Timely praise – the idea that reminding a person that others are aware of their progress can keep people motivated. What particularly matters here is timing the praise when the person needs it most. This study was done with a local council running Maths and English classes for jobseekers.
Social conformism – if people are told what the social norm is, a bit like the default, they are more likely to go with that. This was used by the cooperative funeral services when asking people if they would like to leave money to charity in their will. The ‘passion ask’ was ‘Most people like to leave something for good causes in their will, would you like to as well?’.

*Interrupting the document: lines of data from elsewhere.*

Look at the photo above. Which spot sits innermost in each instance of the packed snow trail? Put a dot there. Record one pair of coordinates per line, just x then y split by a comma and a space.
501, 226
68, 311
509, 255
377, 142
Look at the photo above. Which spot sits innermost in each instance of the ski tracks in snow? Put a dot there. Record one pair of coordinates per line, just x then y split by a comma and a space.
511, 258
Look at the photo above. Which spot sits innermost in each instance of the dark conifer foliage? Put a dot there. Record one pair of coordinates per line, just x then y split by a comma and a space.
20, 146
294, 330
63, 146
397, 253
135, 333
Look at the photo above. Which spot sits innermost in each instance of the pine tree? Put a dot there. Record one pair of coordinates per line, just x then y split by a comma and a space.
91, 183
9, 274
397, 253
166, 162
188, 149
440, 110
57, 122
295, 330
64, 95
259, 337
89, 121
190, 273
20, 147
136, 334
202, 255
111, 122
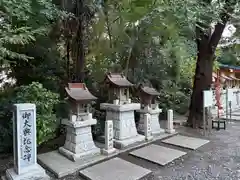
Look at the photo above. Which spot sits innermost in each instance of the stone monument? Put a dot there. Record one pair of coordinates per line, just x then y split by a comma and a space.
121, 110
108, 149
79, 142
25, 145
149, 105
170, 128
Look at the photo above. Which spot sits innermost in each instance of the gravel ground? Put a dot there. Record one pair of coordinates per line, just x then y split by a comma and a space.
217, 160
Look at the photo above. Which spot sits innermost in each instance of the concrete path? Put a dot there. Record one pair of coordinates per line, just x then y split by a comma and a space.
217, 160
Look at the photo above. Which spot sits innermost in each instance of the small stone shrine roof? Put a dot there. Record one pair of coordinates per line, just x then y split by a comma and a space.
149, 90
79, 92
118, 80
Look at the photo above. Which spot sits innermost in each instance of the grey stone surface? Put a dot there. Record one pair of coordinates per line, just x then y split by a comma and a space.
124, 127
61, 166
25, 145
169, 128
37, 173
155, 125
218, 160
158, 154
186, 142
79, 142
147, 127
115, 169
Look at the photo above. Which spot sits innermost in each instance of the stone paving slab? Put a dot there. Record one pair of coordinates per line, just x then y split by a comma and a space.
158, 154
186, 142
115, 169
60, 166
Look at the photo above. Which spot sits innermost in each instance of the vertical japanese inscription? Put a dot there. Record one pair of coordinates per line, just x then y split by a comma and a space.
27, 137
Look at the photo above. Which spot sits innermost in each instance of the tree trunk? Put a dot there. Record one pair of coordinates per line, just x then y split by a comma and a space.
206, 43
80, 59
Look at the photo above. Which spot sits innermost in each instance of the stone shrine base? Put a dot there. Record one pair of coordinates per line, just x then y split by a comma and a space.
36, 172
73, 156
120, 144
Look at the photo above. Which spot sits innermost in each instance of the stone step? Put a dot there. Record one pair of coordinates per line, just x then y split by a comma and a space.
115, 169
185, 142
158, 154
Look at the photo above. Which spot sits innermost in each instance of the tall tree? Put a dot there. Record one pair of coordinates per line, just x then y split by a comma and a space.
207, 42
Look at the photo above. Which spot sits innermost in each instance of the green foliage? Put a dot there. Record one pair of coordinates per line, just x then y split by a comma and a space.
21, 22
46, 117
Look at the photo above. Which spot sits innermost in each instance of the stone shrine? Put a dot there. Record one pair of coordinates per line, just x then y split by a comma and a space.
147, 127
149, 105
121, 110
79, 142
25, 145
170, 129
108, 148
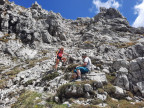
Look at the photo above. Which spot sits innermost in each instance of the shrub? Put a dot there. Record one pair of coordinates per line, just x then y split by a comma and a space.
110, 89
101, 91
50, 76
96, 101
27, 100
110, 78
129, 94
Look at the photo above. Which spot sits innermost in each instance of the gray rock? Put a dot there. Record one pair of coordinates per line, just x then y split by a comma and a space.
99, 77
140, 86
119, 92
88, 88
122, 81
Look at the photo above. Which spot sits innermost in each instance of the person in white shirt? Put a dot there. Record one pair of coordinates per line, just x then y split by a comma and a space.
84, 68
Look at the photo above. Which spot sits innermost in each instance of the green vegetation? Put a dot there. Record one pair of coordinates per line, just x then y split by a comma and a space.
122, 45
101, 91
110, 78
9, 75
96, 101
30, 82
129, 94
71, 67
31, 63
28, 100
84, 106
5, 38
110, 89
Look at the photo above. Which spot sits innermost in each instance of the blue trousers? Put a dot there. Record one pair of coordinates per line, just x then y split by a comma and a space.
82, 69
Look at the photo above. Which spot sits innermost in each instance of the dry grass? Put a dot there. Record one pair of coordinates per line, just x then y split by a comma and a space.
9, 75
32, 63
110, 89
110, 78
28, 100
84, 106
88, 42
123, 45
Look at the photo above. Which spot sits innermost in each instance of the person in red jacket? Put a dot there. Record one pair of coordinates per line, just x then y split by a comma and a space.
59, 57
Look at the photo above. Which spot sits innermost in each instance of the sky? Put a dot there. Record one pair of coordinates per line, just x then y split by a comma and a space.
133, 10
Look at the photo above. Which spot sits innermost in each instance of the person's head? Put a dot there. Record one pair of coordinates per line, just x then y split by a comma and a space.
61, 48
84, 55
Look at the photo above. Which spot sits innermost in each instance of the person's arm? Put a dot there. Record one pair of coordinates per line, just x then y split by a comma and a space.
83, 65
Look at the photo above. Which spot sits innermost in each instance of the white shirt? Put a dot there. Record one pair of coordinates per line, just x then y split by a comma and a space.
88, 61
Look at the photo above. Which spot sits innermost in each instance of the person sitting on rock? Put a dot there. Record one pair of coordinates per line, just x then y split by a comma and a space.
84, 68
59, 57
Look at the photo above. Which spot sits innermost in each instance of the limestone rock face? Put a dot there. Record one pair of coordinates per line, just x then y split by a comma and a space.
30, 38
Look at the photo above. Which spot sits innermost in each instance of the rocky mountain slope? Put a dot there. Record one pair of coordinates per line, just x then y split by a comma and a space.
29, 38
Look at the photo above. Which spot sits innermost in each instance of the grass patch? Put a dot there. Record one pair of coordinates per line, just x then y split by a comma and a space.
96, 101
101, 91
54, 105
84, 106
129, 94
122, 104
9, 75
110, 89
71, 67
30, 82
50, 76
2, 84
5, 38
28, 100
32, 63
110, 78
122, 45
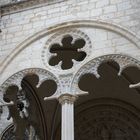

Future discounting – this is the idea that we value the future less than the here and now. This was used to encourage savings. So employees were either told by a financial advisor to start saving more immediately, or a second group were invited to register for a savings scheme that wouldn’t start until the following year. The result is much higher savings rates.
A cautionary note, the effects seen in most of the policy trials government is doing are modest, and many studies found that effects were not long lasting, or no effect at all when we’d expect one.
I think this is in part because the field of behavioural insights really only draws on a narrow range of insights from the cognitive bias research. I think, and I hope, what we’re going to see over the next decade is the injection of ideas from the broader church of behavioural disciplines that I’ve mentioned today.
We also need to acknowledge that our behaviour is incredibly complex and the use of behavioural insights is not a magic bullet.
In the future, I hope that businesses gain the confidence to scrap financial incentives that are only supported by an inappropriate model of behaviour.
That business leaders understand that to achieve the desired behaviours they will need to treat employees as individuals, with different circumstances, different personalities and goals.
In parallel to that, I also think that behavioural insights offer some easy wins, in particular by understanding how people respond to information, employers can communicate the right information at the right time to motivate their employees to perform the desired behaviours.
The world I am most familiar with is very far from the world of business. Tutorials I give students at Oxford are normally on topics like ‘the importance of inter-group competition for meerkat sociality’ and ‘collective decision-making in honey bees’.
I am not an expert in KPIs and annual bonuses. I’m an expert in behavioural science.
Interdisciplinary dialogue succeeds when you learn ideas from an area that you don’t know much about and think how they can be applied in your back yard.
So I’ve finished sharing ideas, now it’s your turn to think how to apply these ideas in your world.